À sa levée d’écrou le 18 avril 2026, il a été placé en rétention administrative par arrêté du préfet de la [Localité 2], décision notifiée à 10h55.
Par requête reçue et enregistrée au greffe du tribunal judiciaire de Bordeaux le 21 avril 2026 à 14h12, le préfet de la Corrèze sollicite, au visa des articles L.742-1 à L.742-3 du CESEDA, la prolongation de la rétention de l’intéressé dans les locaux ne relevant pas de l’administration pénitentiaire pour une durée maximale de 26 jours.
Par requête reçue au greffe du tribunal judiciaire de Bordeaux le 21/04/2026 à 18h26, le conseil de M. [R] [Y] a formé, en application des dispositions de l’article L741-10 du CESEDA, une contestation contre l’arrêté de placement en rétention administrative
L’audience à été fixée au 22 avril 2026 à 10h30.

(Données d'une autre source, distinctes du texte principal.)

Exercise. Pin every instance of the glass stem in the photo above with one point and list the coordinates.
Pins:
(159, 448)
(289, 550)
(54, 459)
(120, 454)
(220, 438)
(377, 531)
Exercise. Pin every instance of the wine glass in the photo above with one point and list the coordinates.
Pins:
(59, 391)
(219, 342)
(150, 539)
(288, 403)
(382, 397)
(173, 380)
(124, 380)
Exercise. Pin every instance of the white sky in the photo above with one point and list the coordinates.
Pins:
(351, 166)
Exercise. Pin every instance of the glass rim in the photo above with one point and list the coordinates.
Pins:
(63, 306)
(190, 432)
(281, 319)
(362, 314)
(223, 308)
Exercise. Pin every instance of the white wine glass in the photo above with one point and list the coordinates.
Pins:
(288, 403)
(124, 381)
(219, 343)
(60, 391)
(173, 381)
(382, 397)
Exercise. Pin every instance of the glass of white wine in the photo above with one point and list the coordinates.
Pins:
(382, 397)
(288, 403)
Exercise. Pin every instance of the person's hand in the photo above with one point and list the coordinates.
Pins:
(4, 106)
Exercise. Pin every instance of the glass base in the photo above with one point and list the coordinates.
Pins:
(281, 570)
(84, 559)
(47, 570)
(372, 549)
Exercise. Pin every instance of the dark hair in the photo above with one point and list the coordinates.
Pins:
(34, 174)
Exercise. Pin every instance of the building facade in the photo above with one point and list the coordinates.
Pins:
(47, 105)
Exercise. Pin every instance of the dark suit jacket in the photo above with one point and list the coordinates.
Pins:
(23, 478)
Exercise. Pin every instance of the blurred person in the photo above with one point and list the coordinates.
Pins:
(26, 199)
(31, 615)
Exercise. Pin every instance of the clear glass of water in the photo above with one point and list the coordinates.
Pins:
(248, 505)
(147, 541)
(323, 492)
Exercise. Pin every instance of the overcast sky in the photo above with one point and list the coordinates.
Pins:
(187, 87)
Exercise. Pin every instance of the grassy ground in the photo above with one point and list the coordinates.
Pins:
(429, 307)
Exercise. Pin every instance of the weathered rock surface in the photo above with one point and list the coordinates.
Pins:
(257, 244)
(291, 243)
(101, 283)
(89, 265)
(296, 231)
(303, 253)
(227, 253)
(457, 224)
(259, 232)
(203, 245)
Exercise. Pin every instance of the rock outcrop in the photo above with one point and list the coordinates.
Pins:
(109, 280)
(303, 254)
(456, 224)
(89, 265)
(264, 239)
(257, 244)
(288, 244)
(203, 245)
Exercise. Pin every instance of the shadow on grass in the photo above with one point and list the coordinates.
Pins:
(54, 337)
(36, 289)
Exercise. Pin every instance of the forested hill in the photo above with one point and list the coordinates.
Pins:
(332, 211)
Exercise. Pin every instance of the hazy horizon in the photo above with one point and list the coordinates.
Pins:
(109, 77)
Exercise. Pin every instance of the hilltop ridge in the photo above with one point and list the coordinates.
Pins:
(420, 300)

À l’audience, M. [R] [Y] a été entendu en ses explications. Il dit regretter sa condamnation pour port d’armes. Il explique que toute sa famille est en France, qu’il y a suivi sa scolarité et qu’il est arrivé sur le territoire à l’âge de 3 ans. Il ne sait pas parler arabe et n’a aucune attache en Algérie.
A titre de nullité, le conseil du retenu soulève dans sa requête le caractère arbitraire de la privation de liberté de son client, en ce qu’il a été privé de sa liberté sans fondement légal entre l’heure de sa levée d’écrou [à 10H50] et celle de la notification de l’arrêté de placement en rétention [à 10H55]. Toutefois, ce moyen n’a pas été soutenu oralement à l’audience et sera donc réputé abandonné.
Au soutien de sa requête en contestation, le conseil de M. [R] [Y] affirme que la procédure de placement en rétention administrative est irrégulière en ce que :
– *- La motivation de l’arrêté est insuffisante, aucun examen individualisé n’ayant été effectué. L’intéressé est arrivé en France à trois ans dans le cadre d’un regroupement familial, il est intégré socialement sur le territoire puisque toute sa famille est présente. Il est titulaire d’un baccalauréat et était inscrit sur Parcoursup en vue d’effectuer un BTS avant son incarcération. Il dispose d’une adresse stable au domicile de sa sœur à [Localité 4]. L’arrêté d’expulsion, qui fait l’objet d’un recours, sera examiné devant le tribunal administratif le 27 avril 2026.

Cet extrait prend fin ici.